However, I will add that while Cuzco has been pretty good toward the other goats when I'm there, he's been naughty toward Phil and I ever since the babies were born. Cuzco knows who is responsible for the animals that annoy him, and right now Phil and I are in big trouble for bringing all these girls into his life after ten years of being a spoiled "only child". He's gotten pretty hostile as the girls have started coming into heat, and things came to a head a few weeks ago when I came home smelling like a buck I'd been handling at a friend's house. Cuzco came after me like he hadn't done since that day four years ago when I wore a hat with horns on it! The next day he went after Phil, and that was it! We got him a shock collar. It seems to be doing the trick. We haven't used it much, but then, we haven't really had to. Cuzco is listening now when we tell him he has to play nice or go away. I don't put it on a very high level, but it sure gets his attention in a hurry. He doesn't seem to know if he does or doesn't have it on, so my reprimand voice is all it usually takes to get him to stand down. 

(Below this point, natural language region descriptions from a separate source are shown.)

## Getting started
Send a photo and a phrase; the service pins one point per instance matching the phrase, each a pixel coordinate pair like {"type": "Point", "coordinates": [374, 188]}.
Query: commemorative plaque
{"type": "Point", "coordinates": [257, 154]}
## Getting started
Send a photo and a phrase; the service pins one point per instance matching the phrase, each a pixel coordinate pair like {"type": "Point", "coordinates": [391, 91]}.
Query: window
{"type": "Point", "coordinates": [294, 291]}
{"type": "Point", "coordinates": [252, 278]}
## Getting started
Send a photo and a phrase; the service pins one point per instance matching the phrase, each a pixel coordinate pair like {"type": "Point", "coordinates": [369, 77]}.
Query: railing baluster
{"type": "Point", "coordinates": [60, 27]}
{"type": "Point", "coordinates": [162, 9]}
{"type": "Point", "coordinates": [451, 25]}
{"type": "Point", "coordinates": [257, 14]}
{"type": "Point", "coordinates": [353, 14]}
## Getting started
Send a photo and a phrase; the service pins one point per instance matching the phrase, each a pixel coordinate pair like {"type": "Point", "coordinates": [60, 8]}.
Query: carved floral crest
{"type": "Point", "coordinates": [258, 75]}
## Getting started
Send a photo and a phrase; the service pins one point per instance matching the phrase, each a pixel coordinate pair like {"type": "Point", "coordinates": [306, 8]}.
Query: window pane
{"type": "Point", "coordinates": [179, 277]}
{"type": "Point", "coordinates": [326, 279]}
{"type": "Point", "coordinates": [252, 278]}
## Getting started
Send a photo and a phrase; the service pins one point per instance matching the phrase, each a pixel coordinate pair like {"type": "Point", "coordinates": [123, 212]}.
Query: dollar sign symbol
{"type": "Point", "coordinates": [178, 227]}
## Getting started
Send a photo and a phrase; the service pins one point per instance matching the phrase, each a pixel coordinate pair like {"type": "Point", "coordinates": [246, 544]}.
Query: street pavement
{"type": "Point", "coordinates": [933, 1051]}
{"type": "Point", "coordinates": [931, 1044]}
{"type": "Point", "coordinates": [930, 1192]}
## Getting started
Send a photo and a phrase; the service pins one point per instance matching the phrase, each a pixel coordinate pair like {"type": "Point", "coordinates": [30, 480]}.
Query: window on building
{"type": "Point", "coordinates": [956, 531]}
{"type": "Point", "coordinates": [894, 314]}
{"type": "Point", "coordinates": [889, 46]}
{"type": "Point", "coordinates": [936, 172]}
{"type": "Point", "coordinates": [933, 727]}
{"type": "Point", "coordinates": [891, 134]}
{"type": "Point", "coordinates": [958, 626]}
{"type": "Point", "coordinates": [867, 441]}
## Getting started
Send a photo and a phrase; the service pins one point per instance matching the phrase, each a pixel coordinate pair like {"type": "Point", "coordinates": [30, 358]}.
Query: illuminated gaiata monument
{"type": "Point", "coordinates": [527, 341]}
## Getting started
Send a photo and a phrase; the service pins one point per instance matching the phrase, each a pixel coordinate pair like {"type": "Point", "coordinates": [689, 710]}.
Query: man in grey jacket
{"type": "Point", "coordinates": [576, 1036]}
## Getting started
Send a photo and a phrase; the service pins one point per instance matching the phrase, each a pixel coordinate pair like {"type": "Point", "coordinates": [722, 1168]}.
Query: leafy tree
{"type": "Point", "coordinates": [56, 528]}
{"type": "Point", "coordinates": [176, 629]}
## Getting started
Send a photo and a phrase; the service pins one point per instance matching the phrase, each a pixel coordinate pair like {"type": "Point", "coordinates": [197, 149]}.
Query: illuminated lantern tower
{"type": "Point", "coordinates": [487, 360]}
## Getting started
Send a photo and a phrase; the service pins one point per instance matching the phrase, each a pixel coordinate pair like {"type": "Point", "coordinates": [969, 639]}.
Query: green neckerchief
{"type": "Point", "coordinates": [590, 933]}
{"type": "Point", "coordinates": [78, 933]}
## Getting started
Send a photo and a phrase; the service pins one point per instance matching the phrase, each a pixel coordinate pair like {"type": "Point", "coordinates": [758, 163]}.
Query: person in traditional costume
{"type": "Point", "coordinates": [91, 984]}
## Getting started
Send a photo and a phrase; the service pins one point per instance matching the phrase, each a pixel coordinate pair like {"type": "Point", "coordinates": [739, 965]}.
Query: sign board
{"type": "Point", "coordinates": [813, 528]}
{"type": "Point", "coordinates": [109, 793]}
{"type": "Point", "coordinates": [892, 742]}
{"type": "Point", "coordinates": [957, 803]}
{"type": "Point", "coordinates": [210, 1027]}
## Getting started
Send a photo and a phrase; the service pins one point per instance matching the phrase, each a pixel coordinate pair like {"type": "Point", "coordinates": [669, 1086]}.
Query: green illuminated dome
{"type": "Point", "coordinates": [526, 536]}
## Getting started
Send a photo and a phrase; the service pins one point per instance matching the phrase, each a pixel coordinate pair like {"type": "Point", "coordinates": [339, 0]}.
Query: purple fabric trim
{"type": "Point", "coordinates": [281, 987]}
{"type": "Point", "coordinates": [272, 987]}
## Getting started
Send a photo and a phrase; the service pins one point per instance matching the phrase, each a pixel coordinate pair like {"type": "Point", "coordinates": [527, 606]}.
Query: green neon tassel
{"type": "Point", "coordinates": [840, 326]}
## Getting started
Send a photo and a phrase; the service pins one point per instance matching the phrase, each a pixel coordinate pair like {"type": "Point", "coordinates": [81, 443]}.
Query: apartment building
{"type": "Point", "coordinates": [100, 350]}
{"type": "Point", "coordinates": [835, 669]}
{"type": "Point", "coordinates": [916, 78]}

I wish Cuzco would mellow out about the girls though. He's so friendly and personable when we let him on the porch. The girls aren't allowed up there (no bathroom manners and they eat my flowers), but Cuzco gets to come up with us any time we're swinging on the deck. He knows the porch is his own special privilege and he loves it. He's friendly and almost cuddly when he doesn't have to share our affections. He was also very personable when I took the girls to State Fair for a few days. I'd come home at night and put Cuzco and the horses to bed and he would putter around after me or walk ahead without one hint of raised hair or stink-eye. I'd hardly seen such manners all summer. Then I brought the girls home and he was right back to being Mr. Crankypants. Poor old fella. It really wasn't fair for us to spring all these giggling, pesky, hormonal girls on him in his twilight years. He was settled and perfectly happy being an only goat. He went from a privileged pet to an ordinary farm animal like everybody else. Now he has to sleep in the goat pen instead of in his special house under the deck or on our front doormat. He no longer has the run of the porch. Other goats poop and pee in the shed that he used to keep so clean. It's a rough life. He could write a book.


----------



## Saltlick (Jun 12, 2011)

Awe... Cuzco. Poor guy  I do have a shock collar and if things don't improve much I may use it. However it's only been a month I guess, and thing have improved some, so I'll give it more time first. At least Zoki and Putnik are doing ok, although it seems Zoki will always be the outsider. I'll get another good spray bottle and give Django a little more time before I get more severe...


----------



## TDG-Farms (Jul 12, 2013)

OH I am glad you brought up the shock collar. I didnt wanna chime in with my opinion cause it either involved a collar or a bb gun.  Id use the collar right away. Be outta sight when you use it. Anytime he gets mean towards the other boy, give him a sap! He will soon relate the zap with the other boy and he should leave him alone pretty quick.


----------



## Saltlick (Jun 12, 2011)

Thanks Dave. I need to harden up a bit I guess. Funny you mentioned the BB gun because just today I joked about digging out my BB gun and pumping it up just enough to sting but not injure of course. Now I don't feel do guilty for having that thought!


----------



## Saltlick (Jun 12, 2011)

I did finally see the new goat turn around and go head to head with Django after being chased in the pen today. Things are looking up!


----------



## TDG-Farms (Jul 12, 2013)

I have used mine to do some "teaching". That is how I trained the dogs not to chase the goats. Also used it to teach a yearling doe who would girdle herself into the creep feeder and then push the babies outta the way to eat all the hay. 1 pump is usually enough depending upon distance. I actually had my nephew shoot me with it years ago. At about 40 feet 2 pumps is enough to sting bad but not do damage.


----------



## Saltlick (Jun 12, 2011)

Yep. My brother and cousin shot me with one when I was a kid. It bounced off, but stung like hell!


----------